The group’s Member’s meeting will take place right after the panel, from 6:45 to 8:15 p.m.

DON’T MISS our upcoming online chat!

AEJMC Sports & Social Media: Issues & Predictions

Date: Thursday, July 22, 2010
Time: 12:30pm – 1:30pm
Location: http://www.aejmc.com/topics/chat

Scholars and professional journalists engage in a discussion of the ways social media has altered sports coverage. Moderator Marie Hardin, will be joined by Malcolm Moran, Knight Chair for Sports Journalism and Society; Viv Bernstein, New York Times contributing correspondent for sports; Megan Hueter, founder of Women Talk Sports; and Brad Schultz, researcher on sports reporters and new media.

Architecture Critic Inga Saffron and Urban Analyst Joel Kotkin are Dual Winners of 2010 Gene Burd Urban Journalism Award

The Urban Communication Foundation is pleased to bestow the 2010 Gene Burd Urban Communication Journalism Award to Joel Kotkin, urban analyst and Inga Saffron, architecture critic of the Philadelphia Inquirer. Each will receive a $5,000 award to be presented on August 6th at the annual convention of the Association for Education in Journalism and Mass Communication to be held at the Sheraton Denver Downtown.

Joel Kotkin is an internationally recognized authority on urban trends and their global, economic, political and social ramifications. As a journalist, he has regularly explored urban landscapes, people, and policy for more than two decades. His writings on urban housing and urban planning have appeared in a range of magazines and journals that include The Wharton Real Estate Review, Inc, Newsweek, The American Interest, Commentary, and Metropolis. He also has contributed frequent pieces on urban landscapes and policy for more than two decades in newspapers that include The Washington Post, the New York Times, The Wall Street Journal, the San Francisco chronicle, and The Los Angeles Times.

Joel Kotkin is the author of The New Geography: How the Digital Revolution is Reshaping the American Landscape; The City: A global History and the recently published The Next Hundred Million: America in 2050.

His opinions are widely disseminated on Internet blogs that provide forums on individual cities (such as Houston Strategies) and overviews on city issues (such as Planetizen); his voice is also heard regularly on numerous radio and television public affairs programs (such as NPR and CNN). And, finally, his scholarship on changing urban realities has been commissioned by foundations such as The Brookings Institute, The New America Foundation, and The Milkin Institute.
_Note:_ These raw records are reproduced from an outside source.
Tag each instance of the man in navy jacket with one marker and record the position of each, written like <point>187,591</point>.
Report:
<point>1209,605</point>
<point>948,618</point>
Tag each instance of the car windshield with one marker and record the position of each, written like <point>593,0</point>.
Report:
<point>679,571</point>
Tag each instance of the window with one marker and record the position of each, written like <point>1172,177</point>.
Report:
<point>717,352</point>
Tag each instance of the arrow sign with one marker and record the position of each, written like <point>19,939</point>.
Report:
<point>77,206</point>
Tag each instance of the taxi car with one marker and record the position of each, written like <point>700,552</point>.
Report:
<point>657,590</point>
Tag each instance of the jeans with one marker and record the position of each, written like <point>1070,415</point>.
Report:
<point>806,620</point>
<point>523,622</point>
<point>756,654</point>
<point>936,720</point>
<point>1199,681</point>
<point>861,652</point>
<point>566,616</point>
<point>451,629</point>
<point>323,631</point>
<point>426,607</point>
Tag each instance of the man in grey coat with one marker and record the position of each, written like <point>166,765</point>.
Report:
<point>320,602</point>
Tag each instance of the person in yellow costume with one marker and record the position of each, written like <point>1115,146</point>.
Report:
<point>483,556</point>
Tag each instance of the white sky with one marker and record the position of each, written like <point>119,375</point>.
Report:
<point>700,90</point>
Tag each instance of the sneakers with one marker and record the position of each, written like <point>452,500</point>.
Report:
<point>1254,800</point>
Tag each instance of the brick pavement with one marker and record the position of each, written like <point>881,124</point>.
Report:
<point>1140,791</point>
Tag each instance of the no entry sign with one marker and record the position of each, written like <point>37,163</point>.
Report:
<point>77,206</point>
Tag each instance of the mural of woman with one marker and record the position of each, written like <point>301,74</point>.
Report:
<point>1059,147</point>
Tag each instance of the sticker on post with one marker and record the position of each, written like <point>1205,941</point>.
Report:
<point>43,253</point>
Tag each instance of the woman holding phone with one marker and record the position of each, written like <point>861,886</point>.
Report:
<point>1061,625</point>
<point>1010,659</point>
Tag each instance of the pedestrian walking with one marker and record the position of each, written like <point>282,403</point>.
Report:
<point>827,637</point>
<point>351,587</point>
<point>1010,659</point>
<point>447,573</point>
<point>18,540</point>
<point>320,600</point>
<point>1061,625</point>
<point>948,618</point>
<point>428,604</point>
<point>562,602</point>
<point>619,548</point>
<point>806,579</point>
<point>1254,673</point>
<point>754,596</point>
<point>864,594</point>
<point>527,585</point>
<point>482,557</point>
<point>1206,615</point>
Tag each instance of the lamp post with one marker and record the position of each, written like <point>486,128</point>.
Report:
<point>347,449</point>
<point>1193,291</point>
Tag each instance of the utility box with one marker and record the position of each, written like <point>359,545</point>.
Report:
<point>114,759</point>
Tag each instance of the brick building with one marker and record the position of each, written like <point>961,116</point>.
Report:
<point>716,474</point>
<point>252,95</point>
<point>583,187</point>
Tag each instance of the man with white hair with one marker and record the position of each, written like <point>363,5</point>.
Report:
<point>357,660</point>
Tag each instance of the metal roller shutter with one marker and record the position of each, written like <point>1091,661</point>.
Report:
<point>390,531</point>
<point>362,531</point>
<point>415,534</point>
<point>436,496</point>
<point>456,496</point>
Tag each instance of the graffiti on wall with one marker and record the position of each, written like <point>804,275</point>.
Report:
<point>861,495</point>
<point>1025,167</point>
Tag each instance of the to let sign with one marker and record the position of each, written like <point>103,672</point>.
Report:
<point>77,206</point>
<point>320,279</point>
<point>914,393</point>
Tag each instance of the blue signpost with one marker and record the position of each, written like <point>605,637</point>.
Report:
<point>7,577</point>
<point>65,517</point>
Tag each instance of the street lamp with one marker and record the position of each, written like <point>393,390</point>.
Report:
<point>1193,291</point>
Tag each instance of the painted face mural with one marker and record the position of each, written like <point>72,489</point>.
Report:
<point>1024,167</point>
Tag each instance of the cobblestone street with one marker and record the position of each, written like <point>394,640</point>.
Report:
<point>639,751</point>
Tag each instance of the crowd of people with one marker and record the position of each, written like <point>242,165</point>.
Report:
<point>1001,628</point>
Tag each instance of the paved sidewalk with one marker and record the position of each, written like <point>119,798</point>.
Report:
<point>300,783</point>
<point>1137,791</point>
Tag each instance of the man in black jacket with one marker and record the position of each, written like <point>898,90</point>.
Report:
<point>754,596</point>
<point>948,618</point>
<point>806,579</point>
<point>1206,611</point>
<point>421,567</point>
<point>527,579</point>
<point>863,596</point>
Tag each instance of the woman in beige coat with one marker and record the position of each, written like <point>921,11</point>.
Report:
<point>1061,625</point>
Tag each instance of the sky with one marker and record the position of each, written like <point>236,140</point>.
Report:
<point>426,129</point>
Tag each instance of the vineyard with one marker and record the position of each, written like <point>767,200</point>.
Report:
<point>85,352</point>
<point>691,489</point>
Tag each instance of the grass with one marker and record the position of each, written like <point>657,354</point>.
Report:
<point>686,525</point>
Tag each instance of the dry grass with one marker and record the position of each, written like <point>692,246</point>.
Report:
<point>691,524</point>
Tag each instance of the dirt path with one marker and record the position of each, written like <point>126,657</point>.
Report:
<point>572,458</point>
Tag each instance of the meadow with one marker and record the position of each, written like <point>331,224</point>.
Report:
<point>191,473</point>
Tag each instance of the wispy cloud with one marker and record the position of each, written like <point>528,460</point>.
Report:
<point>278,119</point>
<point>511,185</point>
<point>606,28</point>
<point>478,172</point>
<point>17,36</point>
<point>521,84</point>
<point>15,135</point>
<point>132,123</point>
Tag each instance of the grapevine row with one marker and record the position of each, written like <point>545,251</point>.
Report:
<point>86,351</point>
Hired by the Inquirer in 1985 as a suburban reporter, Inga Saffron today is a three-time finalist for the Pulitzer Prize in criticism. One of Ms. Saffron’s champions has said, “Ms. Saffron’s writing is based on a deep understanding of Philadelphia’s distinctive urban fabric, of which she is a passionate but critical advocate. Her great strength is her ability to explain to her readers how each piece of our city – a major new high rise, the demolition of an historic building, or a sidewalk utility box – improves or diminishes the city for its inhabitants. While many in this city still focus only on whether development takes place, Ms. Saffron has become our most vocal proponent for the good quality design and thoughtful planning needed to preserve the city’s rich character and help achieve a more vibrant future.”

Another advocate has said: “Inga brings to her column and to greater Philadelphia a sensibility that is often associated with the phrase “everyday urbanism.” In Inga’s world, an individual building or park or streetscape or interior or piece of furniture is important not because it appeals to the elites or cognoscenti, but because it works for everyday Philadelphians.